Based on the training sets, subsets of the generic features were selected according to the Adjusted Rand Index. The SVM, kNN, NB, CART, RF and VOTE classifiers were then evaluated using the selected features and using the complete feature set. For the SVM and kNN classifiers, the grid search for the parameter optimization was performed on the training data in an inner leave-three-subjects-out cross-validation. To reduce the computational cost, the parameter optimization for the SVM was conducted with 1000 randomly selected samples from the training data of each fold of the inner cross-validation.

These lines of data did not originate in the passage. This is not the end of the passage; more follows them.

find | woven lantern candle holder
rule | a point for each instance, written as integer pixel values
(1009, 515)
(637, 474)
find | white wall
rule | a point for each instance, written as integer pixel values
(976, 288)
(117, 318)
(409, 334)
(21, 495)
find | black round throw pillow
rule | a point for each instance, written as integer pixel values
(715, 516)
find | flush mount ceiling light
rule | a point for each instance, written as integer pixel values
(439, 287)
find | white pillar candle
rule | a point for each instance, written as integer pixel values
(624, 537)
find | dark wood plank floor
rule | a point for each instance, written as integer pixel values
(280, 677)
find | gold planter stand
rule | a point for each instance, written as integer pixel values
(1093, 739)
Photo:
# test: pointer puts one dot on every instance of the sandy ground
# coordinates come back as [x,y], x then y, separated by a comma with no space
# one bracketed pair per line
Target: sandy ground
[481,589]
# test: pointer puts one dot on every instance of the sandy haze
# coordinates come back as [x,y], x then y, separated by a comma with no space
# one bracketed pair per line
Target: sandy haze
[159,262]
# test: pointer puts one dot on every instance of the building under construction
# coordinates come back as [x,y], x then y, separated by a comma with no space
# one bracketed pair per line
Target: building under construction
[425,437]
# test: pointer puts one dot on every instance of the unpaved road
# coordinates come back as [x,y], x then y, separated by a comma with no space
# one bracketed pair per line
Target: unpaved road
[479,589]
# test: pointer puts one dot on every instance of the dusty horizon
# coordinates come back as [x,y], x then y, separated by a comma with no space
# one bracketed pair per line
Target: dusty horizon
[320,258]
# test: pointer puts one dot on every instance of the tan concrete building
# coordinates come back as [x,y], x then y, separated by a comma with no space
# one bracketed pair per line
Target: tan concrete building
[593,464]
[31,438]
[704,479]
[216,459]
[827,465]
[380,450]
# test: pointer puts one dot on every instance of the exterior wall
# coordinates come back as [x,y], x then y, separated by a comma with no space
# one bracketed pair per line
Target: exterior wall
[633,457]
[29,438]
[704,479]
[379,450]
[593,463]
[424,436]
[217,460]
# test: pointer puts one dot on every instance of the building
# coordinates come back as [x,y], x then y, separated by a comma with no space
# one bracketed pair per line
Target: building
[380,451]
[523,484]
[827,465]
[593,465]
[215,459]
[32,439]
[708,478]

For the training of the SVM, kNN, NB, CART, RF and VOTE classifiers with the determined parameters, all samples from the training data of the outer cross-validation were used. For the training of the DCNN, the data from 2 randomly selected subjects was held out in each fold for validation, i.e., for determining when to stop the training of the DCNN and to avoid overfitting. Hence, the DCNN was trained with the data from 25 subjects in each fold, while the other classifiers were trained with the data of 27 subjects in each fold. The classifiers based on generic features were trained with feature selection and without feature selection. An explicit feature selection for the DCNN was not necessary, since it learned features automatically.

To assess the performance of the different classification approaches, the confusion matrix, the sample accuracy and the balanced accuracy were calculated for each classifier. The sample accuracy \(\lambda _s\) is given by

$$\begin{aligned} \lambda _s=\frac{\sum _{c=1}^Mr_c}{\sum _{c=1}^MN_c}, \end{aligned}$$
(6)

where \(N_c\) is the number of samples from class c, \(r_c\) is the number of samples from class c that were classified correctly and M is the number of classes. The balanced accuracy \(\lambda _b\) is given by

$$\begin{aligned} \lambda _b=\frac{1}{M} \sum _{c=1}^M{\frac{r_c}{N_c}}. \end{aligned}$$
(7)

The sample accuracy reflects the performance of a classifier under the assumption that the misclassification costs for the elements of a class correspond to the prior probability of this class, whereas balanced accuracy assumes equal misclassification costs over all classes. In addition to the classification performance measures, the average computation time for the classification of one detected event was determined. This time was divided into the time required for the feature calculation and the time for the actual class prediction. Also the time required for training each classifier was evaluated. Our experiments were run on a PC with an Intel Xeon E3-1276 CPU (3.6 GHz) and 32 GB RAM.

3 Results

3.1 Activity detection

With the described method for the detection of relevant events from the acceleration data stream, 12,180 events were detected. These included 4242 true positives and 7938 false positives. 42 relevant events were not detected (false negatives). The most false negatives (13) occurred for actions from the the block class which resulted in a recall of 89.2% for this class. The number of detected events in each class is depicted in Fig. 5. The overall recall of the detection algorithm was 99.0% The overall precision of the detection algorithm was 34.8%. The optimal threshold for the acceleration peak was \(\epsilon _{impact}=5.1\) m/s\(^2\).

Fig. 5
figure 5

Number of detected instances per class. The vertical axis is interrupted for better visualization due to the high number of instances in the Null Class (NL)

3.2 Activity classification

Feature selection The Adjusted Rand Index, which was used for feature selection, was low (<0.1) for all of the 39 generic features. It was positive in all cases. In the histogram of the ARI values, two groups of features were identified. For 27 of the features, the ARI was almost zero, the remaining 12 features had markedly higher ARI values. Based on this observation, we defined the threshold for the feature selection as \(\epsilon _{ARI}=5\,\times \,10^{-3}\). With this threshold, the same 12 features were selected in all 10 folds of the leave-three-subjects-out cross-validation. Figure 6 shows an example histogram of the ARI values of the features for one training set. The features with the highest ARI values were:

  • dominant frequency a z-axis (\(ARI=0.073\))

  • position of the minimum on y-axis (\(ARI=0.070\))

  • position of the minimum on z-axis (\(ARI=0.058\))

  • position of the maximum on x–axis (\(ARI=0.056\))

A complete list of the calculated and selected features can be found in Appendix 1.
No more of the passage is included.